Because our findings did not replicate those of Toussaint et al. (2016), an examination of differences between the studies is important. A first difference between the current study and Toussaint et al. is that we taught a listener response for one participant (Zayne), whereas Toussaint et al. taught speaker responses to all participants. A second potentially important variation is that different prompt-fading procedures were used. In the present study, we employed a constant prompt delay, whereas Toussant et al. employed a progressive prompt delay. A third variation is that a different number of putative reinforcers were simultaneously presented to participants. Toussaint et al. presented a plate containing three non-identical edibles, whereas we presented a plate containing five non-identical edibles. The increased number of edibles may have influenced participant responding (e.g., increased response latencies) in a way that would not be observed when fewer edibles are simultaneously presented. A final variation between the present and Toussaint et al. studies is that different reinforcement arrangements were utilized. In Toussaint et al., the experimenters’ initially arranged nondifferential reinforcement then transitioned to differential reinforcement when participants’ demonstrated two consecutive sessions with 50% unprompted correct responses. In the present study, we arranged nondifferential reinforcement throughout the entirety of the evaluation.

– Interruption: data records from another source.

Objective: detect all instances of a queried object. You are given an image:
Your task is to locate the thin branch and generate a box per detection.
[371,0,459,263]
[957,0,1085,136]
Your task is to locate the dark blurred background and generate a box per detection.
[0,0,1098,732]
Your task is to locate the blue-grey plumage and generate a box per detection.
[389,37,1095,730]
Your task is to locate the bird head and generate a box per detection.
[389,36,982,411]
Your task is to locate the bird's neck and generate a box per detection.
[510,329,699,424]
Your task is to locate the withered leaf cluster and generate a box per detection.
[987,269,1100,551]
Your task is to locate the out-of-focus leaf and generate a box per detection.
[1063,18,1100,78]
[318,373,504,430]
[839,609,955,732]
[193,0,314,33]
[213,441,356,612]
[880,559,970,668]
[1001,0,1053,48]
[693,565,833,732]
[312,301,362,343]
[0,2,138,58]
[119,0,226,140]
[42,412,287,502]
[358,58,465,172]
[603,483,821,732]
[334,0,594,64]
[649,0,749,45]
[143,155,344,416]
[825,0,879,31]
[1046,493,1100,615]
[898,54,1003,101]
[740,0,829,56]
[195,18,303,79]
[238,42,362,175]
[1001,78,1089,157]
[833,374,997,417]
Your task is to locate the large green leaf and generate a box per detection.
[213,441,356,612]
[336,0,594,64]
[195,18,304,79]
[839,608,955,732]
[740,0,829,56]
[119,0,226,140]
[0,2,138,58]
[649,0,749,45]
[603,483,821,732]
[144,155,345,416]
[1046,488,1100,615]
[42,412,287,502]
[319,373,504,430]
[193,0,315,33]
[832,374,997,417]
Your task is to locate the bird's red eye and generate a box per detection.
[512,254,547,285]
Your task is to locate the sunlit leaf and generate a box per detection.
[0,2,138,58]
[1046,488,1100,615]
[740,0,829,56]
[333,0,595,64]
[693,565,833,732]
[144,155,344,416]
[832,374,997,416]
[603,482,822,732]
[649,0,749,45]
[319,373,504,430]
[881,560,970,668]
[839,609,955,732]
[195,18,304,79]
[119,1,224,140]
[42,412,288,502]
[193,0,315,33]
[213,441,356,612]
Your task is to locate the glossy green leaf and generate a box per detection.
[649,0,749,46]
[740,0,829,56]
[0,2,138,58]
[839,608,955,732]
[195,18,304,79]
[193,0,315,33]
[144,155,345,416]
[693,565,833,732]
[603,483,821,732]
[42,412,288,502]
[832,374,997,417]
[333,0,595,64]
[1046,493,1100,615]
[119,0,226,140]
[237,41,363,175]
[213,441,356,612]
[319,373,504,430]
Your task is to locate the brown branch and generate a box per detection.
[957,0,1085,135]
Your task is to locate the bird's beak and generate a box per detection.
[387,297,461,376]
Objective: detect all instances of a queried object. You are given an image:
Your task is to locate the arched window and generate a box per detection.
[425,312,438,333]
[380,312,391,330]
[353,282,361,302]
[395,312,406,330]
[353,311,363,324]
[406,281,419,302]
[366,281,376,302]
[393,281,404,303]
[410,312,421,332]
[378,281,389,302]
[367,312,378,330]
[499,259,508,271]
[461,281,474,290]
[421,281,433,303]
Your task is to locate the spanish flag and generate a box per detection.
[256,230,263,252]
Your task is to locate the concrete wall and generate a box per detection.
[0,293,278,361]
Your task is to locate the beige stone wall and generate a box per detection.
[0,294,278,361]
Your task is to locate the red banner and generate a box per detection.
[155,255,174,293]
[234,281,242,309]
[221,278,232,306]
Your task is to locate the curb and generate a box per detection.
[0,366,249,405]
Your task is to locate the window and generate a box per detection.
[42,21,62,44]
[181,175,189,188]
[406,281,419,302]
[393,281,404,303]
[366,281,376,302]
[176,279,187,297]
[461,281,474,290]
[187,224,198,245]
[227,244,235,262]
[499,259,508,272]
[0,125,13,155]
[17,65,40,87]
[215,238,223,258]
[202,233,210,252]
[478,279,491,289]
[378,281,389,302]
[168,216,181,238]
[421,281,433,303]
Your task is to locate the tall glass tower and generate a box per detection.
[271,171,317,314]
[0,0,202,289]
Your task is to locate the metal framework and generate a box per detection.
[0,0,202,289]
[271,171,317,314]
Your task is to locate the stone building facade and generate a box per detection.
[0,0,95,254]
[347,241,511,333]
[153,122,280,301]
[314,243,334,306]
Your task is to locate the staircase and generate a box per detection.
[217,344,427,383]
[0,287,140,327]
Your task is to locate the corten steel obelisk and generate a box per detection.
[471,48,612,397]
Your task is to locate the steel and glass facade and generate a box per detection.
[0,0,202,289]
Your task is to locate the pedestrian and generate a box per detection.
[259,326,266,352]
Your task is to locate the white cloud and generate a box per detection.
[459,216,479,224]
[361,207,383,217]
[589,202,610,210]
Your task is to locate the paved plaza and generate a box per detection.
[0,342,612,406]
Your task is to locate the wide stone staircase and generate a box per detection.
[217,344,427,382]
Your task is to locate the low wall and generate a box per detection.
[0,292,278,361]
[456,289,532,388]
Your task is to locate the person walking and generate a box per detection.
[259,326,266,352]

It is not clear what the exact impact the differences between the present and Toussaint et al. (2016) studies may have played in the different outcomes. Future research is needed to determine the impact of these differences and given our failure to systematically replicate it, future research should attempt direct replications of Toussaint et al.’s study. Research is also needed to delineate the conditions under which choice confers advantage during the acquisition of novel skills. For example, it may be worthwhile to explore the value of choice when stimuli of varying levels of preference (low, medium, high) are arranged as reinforcers under choice and no-choice conditions. In the current evaluation, only high-preference edibles were arranged during the treatment evaluation. It may be the case that high-preference stimuli decrease the value of choice, whereas different patterns of responding may be observed if stimuli of lower preference are presented in choice and no-choice arrangements following responding.

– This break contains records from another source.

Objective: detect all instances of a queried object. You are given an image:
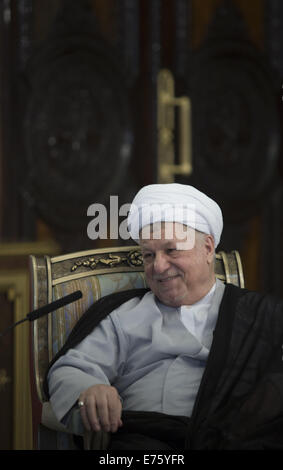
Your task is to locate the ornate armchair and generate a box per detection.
[30,246,244,449]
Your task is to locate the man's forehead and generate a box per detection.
[139,222,195,250]
[140,222,194,240]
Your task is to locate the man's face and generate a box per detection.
[140,222,215,307]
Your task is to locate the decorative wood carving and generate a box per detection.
[25,1,132,231]
[187,2,279,221]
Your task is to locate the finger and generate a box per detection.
[108,397,122,432]
[81,397,101,431]
[80,404,91,431]
[96,395,110,432]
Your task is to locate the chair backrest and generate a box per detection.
[30,246,244,402]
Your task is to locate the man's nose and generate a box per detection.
[154,253,169,274]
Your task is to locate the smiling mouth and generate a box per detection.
[156,274,179,282]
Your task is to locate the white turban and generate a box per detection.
[128,183,223,248]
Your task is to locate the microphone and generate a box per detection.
[0,290,83,337]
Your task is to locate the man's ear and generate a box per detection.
[205,235,215,264]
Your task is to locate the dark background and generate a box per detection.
[0,0,283,448]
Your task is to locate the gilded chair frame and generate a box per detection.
[30,246,244,448]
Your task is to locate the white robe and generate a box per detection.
[48,280,225,420]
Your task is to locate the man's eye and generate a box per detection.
[143,253,153,261]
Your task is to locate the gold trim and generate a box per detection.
[232,250,245,288]
[52,266,144,286]
[30,255,43,402]
[219,251,232,284]
[157,69,193,183]
[0,270,32,450]
[44,255,52,362]
[0,240,61,256]
[50,245,140,264]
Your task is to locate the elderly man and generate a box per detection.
[48,184,283,450]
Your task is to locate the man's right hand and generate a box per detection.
[79,384,123,432]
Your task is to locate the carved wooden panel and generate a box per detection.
[25,3,132,231]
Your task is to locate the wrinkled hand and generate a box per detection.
[79,384,123,432]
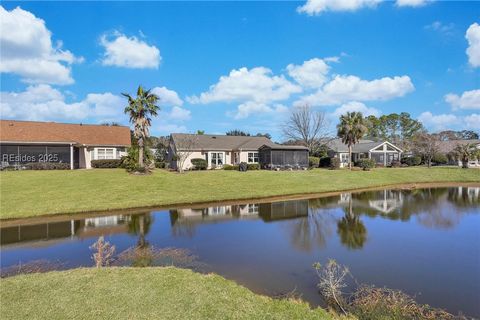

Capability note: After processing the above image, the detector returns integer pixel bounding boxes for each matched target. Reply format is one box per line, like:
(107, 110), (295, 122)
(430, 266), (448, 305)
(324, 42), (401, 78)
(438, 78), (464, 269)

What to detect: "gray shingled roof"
(172, 133), (275, 151)
(438, 139), (480, 153)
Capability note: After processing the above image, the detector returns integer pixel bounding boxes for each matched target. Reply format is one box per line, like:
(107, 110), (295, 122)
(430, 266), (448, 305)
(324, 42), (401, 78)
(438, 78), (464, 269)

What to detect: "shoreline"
(0, 181), (480, 228)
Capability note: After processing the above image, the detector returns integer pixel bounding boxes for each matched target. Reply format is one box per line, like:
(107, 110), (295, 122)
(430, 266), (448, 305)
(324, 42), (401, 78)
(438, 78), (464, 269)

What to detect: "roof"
(438, 139), (480, 153)
(326, 139), (401, 152)
(262, 143), (308, 151)
(172, 133), (274, 151)
(0, 120), (131, 146)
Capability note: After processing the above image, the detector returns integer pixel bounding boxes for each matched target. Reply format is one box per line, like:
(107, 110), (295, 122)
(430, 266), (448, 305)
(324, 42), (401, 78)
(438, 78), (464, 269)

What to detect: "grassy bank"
(0, 167), (480, 219)
(0, 268), (338, 319)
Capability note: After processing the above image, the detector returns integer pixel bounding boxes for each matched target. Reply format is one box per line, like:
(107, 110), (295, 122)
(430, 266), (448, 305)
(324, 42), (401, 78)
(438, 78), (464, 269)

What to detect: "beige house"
(326, 139), (403, 168)
(0, 120), (130, 169)
(167, 133), (275, 170)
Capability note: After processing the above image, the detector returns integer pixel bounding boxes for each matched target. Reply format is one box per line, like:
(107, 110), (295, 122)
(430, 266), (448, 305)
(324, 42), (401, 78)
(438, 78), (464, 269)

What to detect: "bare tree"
(175, 134), (198, 173)
(413, 132), (440, 168)
(282, 105), (328, 153)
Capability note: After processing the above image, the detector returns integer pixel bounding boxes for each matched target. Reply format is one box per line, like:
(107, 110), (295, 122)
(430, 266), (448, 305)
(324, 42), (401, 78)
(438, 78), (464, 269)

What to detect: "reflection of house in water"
(259, 200), (308, 222)
(368, 190), (403, 214)
(0, 215), (130, 247)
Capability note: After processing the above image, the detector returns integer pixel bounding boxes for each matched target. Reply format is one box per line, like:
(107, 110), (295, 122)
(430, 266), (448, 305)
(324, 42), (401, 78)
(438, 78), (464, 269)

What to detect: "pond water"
(1, 187), (480, 317)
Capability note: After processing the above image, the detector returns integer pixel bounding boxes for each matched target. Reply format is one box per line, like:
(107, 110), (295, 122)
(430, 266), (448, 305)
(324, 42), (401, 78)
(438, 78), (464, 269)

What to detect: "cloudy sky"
(0, 0), (480, 139)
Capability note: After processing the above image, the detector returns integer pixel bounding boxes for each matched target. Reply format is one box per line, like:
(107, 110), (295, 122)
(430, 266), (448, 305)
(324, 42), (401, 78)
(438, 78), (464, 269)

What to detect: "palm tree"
(122, 86), (160, 167)
(337, 112), (368, 170)
(455, 143), (477, 168)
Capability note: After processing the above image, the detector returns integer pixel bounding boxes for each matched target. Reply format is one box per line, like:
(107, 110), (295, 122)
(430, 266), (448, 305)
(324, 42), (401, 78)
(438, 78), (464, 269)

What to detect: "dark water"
(1, 187), (480, 317)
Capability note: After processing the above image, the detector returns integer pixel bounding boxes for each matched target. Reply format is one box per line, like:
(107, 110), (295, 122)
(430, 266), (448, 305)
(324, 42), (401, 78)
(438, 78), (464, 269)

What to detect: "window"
(248, 152), (258, 163)
(97, 148), (115, 160)
(210, 152), (223, 167)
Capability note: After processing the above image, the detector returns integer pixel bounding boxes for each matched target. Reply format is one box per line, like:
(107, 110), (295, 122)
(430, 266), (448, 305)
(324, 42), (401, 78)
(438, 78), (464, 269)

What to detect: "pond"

The consumer’s instructional history may have also play a role in the current findings. Previous research (e.g., Coon & Miguel 2012) has demonstrated that proximal history can influence subsequent responding. Evaluating the current findings in light of Coon and Miguel, experimenter choice may have led to a more efficient instruction due to a history of utilization. No specific information was available regarding the degree to which the current participants were provided choice-making opportunities during the course of their educational history. Future studies could evaluate the extent to which history influences the usefulness of choice during educational programming.

Only two participants were included in the current study, limiting external validity. Future studies should be conducted with a larger pool of participants. Such additional studies should elucidate the conditions under which students or experimenters should choose putative reinforcers. These outcomes would be helpful in guiding practitioners in how and when to provide choice-making opportunities in a way that maximizes instructional efficiency and the personal liberties of students with ASD.